Merlin smiled, the first real smile he had felt on his face in over a day, and meekly followed his mentor back inside.

§

When Gaius was finally asleep, Merlin peeled of his shirt and inspected his shoulders in the misty surface of a pewter tray. He had not wanted to worry the kindly old man, but his back had been giving him some trouble all day. Not enough to cause him any real discomfort, and not enough for him to investigate the source of it when there was so much else to do – but it would throb when he moved, and the weave of his shirt rubbed unpleasantly against his skin. He had put it down to sunburn, a natural by-product of a life lived largely outdoors, and thought nothing more of it.

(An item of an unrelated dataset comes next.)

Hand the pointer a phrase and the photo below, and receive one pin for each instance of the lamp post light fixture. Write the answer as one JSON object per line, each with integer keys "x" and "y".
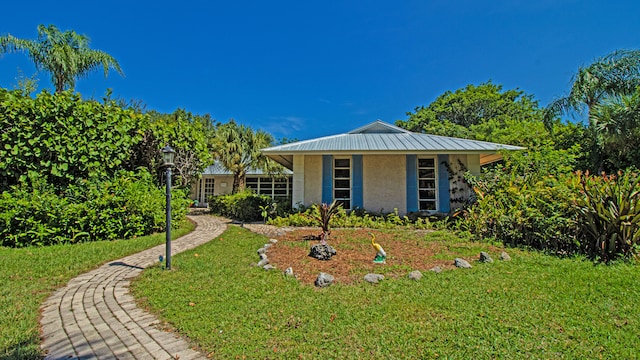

He wondered at his own obtuseness, now. The scratched surface of the tray reflected an imperfect image, but still Merlin could see in it the white of his skin and the lick of candlelight across the narrow planes of his back. The room lay beyond, a knot of darkness that flickered with every leap of the candle's quivering flame. And he saw red.

There, across his shoulders and back, he saw the irrefutable crimson of lash marks. They were old, perhaps as many as three weeks healed – and though they throbbed with the insistence of a rotten tooth, they were in no danger of opening anew. The flesh around the fading stripes had yellowed, well into the final stages of bruising. Merlin did not need to count the stripes to know how many were there, because he had seen each and every one of them fall.

Twenty. There were twenty.

NOTES:

1) A cubit is an ancient unit of measurement, traditionally the span between an average man's wrist and his elbow.

2) This actually happened during the Salem Witch Trials. Many of the so-called 'witnesses' who testified to seeing proof of witchcraft were actually experiencing hallucinations caused by eating mouldy bread.

3) They probably didn't have spittoons in the 6th century, since their primary function in later centuries was for men chewing tobacco to spit the used wad into – but I could be wrong. It's not like people don't spit for other reasons, right?